MySQL Cloud Workload Brief

Overview

MySQL is an open-source relational database management system (RDBMS) that stores and organizes data using tables, rows, and columns, and allows you to query and manage that data using SQL (Structured Query Language). MySQL Database Server is fast, reliable, scalable, and easy to use. It continues to rank highly in popularity among databases, according to DB-engines.

SysBench is a multi-threaded benchmark tool.

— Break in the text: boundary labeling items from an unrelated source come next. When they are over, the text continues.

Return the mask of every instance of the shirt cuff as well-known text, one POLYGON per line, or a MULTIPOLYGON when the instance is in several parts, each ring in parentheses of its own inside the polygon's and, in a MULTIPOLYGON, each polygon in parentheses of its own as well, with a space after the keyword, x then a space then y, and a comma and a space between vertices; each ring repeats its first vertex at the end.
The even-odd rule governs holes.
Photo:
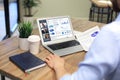
POLYGON ((61 77, 60 80, 70 80, 71 75, 70 74, 65 74, 63 77, 61 77))

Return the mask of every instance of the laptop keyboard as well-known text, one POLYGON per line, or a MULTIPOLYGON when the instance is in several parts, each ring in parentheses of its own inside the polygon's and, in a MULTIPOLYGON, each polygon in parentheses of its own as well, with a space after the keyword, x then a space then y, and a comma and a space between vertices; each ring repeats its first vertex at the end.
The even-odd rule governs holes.
POLYGON ((72 40, 72 41, 67 41, 63 43, 48 45, 48 47, 51 48, 52 50, 58 50, 58 49, 77 46, 77 45, 80 45, 80 43, 76 40, 72 40))

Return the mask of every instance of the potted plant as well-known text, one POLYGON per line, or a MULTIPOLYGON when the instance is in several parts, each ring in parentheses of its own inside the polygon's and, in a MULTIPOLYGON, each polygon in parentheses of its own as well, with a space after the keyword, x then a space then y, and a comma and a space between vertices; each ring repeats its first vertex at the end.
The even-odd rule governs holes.
POLYGON ((25 8, 25 16, 31 17, 32 15, 32 7, 38 6, 41 3, 40 0, 23 0, 23 5, 25 8))
POLYGON ((31 35, 32 30, 33 26, 30 22, 21 22, 18 25, 20 49, 29 50, 29 42, 27 38, 31 35))

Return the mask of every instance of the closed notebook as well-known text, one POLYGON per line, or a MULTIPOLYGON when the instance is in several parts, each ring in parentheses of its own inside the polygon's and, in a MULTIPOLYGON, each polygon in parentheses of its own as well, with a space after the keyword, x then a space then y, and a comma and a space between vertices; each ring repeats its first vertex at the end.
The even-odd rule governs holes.
POLYGON ((9 59, 24 72, 29 72, 45 66, 45 62, 43 60, 30 52, 14 55, 9 57, 9 59))

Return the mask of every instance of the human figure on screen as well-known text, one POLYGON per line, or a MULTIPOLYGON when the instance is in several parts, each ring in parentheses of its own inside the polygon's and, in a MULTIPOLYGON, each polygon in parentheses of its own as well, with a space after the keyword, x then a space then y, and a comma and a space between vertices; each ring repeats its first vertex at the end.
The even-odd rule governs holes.
MULTIPOLYGON (((113 9, 120 12, 120 0, 111 2, 113 9)), ((66 71, 65 61, 57 55, 51 54, 45 61, 58 80, 120 80, 120 14, 101 29, 73 74, 66 71)))

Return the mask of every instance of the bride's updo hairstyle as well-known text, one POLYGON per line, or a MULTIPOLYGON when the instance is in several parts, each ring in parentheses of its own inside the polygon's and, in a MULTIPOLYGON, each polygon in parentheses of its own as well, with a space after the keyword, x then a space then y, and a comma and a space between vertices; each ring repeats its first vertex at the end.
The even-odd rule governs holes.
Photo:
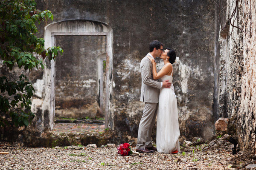
POLYGON ((175 51, 168 47, 166 48, 164 50, 169 50, 169 51, 167 53, 167 56, 170 57, 170 58, 169 58, 169 62, 170 62, 171 64, 175 62, 176 57, 175 51))

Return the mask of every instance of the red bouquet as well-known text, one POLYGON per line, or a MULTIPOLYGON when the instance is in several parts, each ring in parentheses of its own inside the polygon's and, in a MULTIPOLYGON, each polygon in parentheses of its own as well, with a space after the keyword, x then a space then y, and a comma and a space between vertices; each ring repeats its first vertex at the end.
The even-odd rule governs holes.
POLYGON ((131 149, 130 144, 127 143, 121 144, 117 147, 118 152, 117 153, 120 154, 122 156, 127 156, 131 155, 133 152, 131 149))

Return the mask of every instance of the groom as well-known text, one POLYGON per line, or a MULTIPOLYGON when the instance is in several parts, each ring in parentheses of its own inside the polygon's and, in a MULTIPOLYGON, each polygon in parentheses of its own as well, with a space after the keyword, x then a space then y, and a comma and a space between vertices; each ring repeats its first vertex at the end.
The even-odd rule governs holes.
POLYGON ((140 101, 145 102, 142 117, 140 122, 136 151, 140 153, 151 153, 157 148, 151 143, 151 135, 157 111, 159 89, 170 88, 171 83, 166 80, 159 82, 153 79, 152 64, 147 56, 160 57, 163 53, 163 44, 154 40, 149 45, 149 53, 140 62, 141 92, 140 101))

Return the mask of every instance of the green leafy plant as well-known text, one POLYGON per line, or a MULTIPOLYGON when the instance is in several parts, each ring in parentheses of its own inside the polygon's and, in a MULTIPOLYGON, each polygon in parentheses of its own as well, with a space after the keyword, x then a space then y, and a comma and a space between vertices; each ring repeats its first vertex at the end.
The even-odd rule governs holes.
MULTIPOLYGON (((52 20, 53 15, 49 10, 37 9, 36 5, 34 0, 4 0, 0 3, 0 56, 10 71, 15 66, 29 71, 43 69, 46 57, 55 61, 58 53, 63 52, 60 47, 46 50, 44 39, 36 37, 35 23, 52 20)), ((0 126, 26 127, 35 117, 30 110, 35 89, 26 76, 19 78, 11 81, 6 76, 0 77, 0 126)))

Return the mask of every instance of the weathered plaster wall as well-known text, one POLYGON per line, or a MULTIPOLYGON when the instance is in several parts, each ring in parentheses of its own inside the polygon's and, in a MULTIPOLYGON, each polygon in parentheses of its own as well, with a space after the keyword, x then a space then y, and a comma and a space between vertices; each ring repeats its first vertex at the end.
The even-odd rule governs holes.
MULTIPOLYGON (((227 0, 227 18, 235 3, 227 0)), ((235 118, 242 149, 255 152, 256 148, 256 16, 253 0, 239 1, 233 25, 221 33, 220 116, 235 118), (233 31, 232 31, 233 30, 233 31), (232 32, 232 34, 231 34, 232 32)))
POLYGON ((56 36, 55 43, 68 49, 56 60, 55 116, 94 117, 99 112, 97 65, 103 65, 96 59, 106 53, 106 36, 56 36))
MULTIPOLYGON (((140 63, 148 52, 149 42, 155 39, 163 42, 164 47, 176 50, 180 58, 174 65, 173 84, 182 136, 190 139, 194 136, 208 139, 213 135, 212 1, 36 1, 41 10, 52 12, 55 23, 93 21, 106 24, 113 30, 113 59, 109 59, 109 62, 107 61, 111 65, 109 69, 113 68, 109 77, 108 125, 116 132, 117 141, 125 141, 123 136, 137 136, 144 107, 144 103, 139 101, 140 63)), ((39 37, 45 37, 45 26, 50 23, 48 20, 39 25, 39 37)), ((157 60, 159 65, 161 62, 157 60)), ((35 77, 38 90, 42 79, 50 79, 50 67, 45 69, 43 79, 35 77)), ((50 93, 50 85, 44 82, 42 93, 47 97, 50 93)), ((40 107, 35 105, 35 108, 39 109, 40 107)), ((49 111, 49 106, 43 110, 49 111)))

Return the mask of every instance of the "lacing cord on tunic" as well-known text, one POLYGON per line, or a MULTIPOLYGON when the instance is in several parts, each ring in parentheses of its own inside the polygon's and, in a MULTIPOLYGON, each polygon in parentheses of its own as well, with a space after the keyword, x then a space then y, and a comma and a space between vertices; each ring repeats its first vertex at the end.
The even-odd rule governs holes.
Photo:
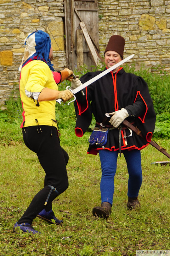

The tool can create a simple database schema, populate database tables with data, and generate multi-thread load (SQL queries) towards the database server.​

Sysbench works very well with MySQL because it was originally designed specifically to benchmark MySQL and MariaDB under various OLTP workloads.

Sysbench comes with Lua scripts to simulate:

• Read/write transactions (oltp_read_write.lua)

• Read-only workloads (oltp_read_only.lua)

• Write-only workloads (oltp_write_only.lua)

• Point-select workloads (oltp_point_select.lua)

Setup Details:

• MySQL Server Version: 8.0.36​

• Sysbench Version: 1.0.20​

Example: MySQL Benchmark (OLTP)

sysbench oltp_point_select\

  --db-driver=mysql \

  --mysql-user=root \

  --mysql-password=yourpass \

  --mysql-db=test \

  prepare   # load data

sysbench oltp_point_select \

  --db-driver=mysql \

  --mysql-user=root \

  --mysql-password=yourpass \

  --mysql-db=test \

  --tables=10 \

  --table-size=100000 \

  --threads=8 \

  --time=60 run   # run benchmark

sysbench oltp_point_select \

  --db-driver=mysql \

  --mysql-user=root \

  --mysql-password=yourpass \

  --mysql-db=test \

  cleanup   # remove data

MySQL - Competitive Analysis:

Compare MySQL on AMD, Intel and ARM machines. On each platform using the same Linux distribution (Fedora 38) and the same kernel version (6.4.13-200.fc38), with 4K Page Size.

Test Purpose: oltp_point_select.lua:

This workload performs single-row SELECTs by primary key. It’s used to measure pure read throughput, memory/cache efficiency, and indexing performance.

Sysbench Command:

sysbench/oltp_point_select.lua --table-size=10000000 --tables=8 --mysql-port=3000 --mysql-db=sbtest --threads=64 --events=0 --time=600 --report-interval=10 --thread-init-timeout=5 --rate=0 --rand-type=uniform --rand-seed=1 --mysql-host=`ip_address` --mysql-user=sbtest --mysql-password=`yourpass` --mysql-ssl=REQUIRED --mysql-ssl-cipher=AES128-SHA256 --db-ps-mode=disable --mysql-ignore-errors=1213,1205,1020,2013 --db-driver=mysql run

Observations: 

• High QPS with very low average latency — typical of optimized read workloads.

• Performance scales well with threads up to a point.

• Depends heavily on index lookups and buffer pool hits.

• Minor spikes in latency may occur with disk I/O or buffer pool misses.

Performance Insights

• Arm outperforms others in high-concurrency scenarios, ideal for thread-heavy OLTP workloads.

• Icelake performs best in low-to-mid thread counts, likely due to strong single-threaded or cache performance.

• Genoa is consistent, Good Compatibility with all MySQL features. Best Performance.

• Milan may need tuning or reflects a less optimized test environment.

MySQL tunings for better performance:

Tuning MySQL for better performance involves adjusting configuration settings based on your workload type (OLTP, analytics, mixed), system resources (RAM, CPU, disk), and traffic pattern (read-heavy, write-heavy, etc.).  

Also tune some parameters in my.cnf such as “innodb write io threads”, “innodb read io threads”, “max connections” etc.

Also used PGO (Profile-Guided Optimization) is a compiler optimization technique used with GCC to improve binary performance by collecting execution profiles and optimizing accordingly.

MySQL - Competitive Analysis over GCP cloud:

Compare MySQL on AMD, Intel and ARM machines on GCP cloud.

Performance Analysis:

Performance Insights

• GCP-N2 is the best choice for maximum performance in read-intensive benchmarks like Sysbench OLTP Point Select.

• GCP-N2D and T2A offer a good balance of performance and likely cost.

• GCP-T2D may not scale well for high QPS workloads — best suited for light-duty use.

  
  

Conclusion

MySQL handled concurrent connections efficiently with steady TPS and low latency. The oltp_point_select.lua test demonstrated MySQL's ability to handle high-throughput primary key lookups with exceptional performance — achieving 18,000 QPS at ~0.5 ms average latency. The results indicate efficient use of the InnoDB buffer pool and minimal I/O waits. To sustain performance under higher concurrency, further tuning of buffer size, read threads, and CPU parallelism may be beneficial. This workload is a good indicator of how MySQL will perform in read-heavy applications like caching layers or real-time dashboards.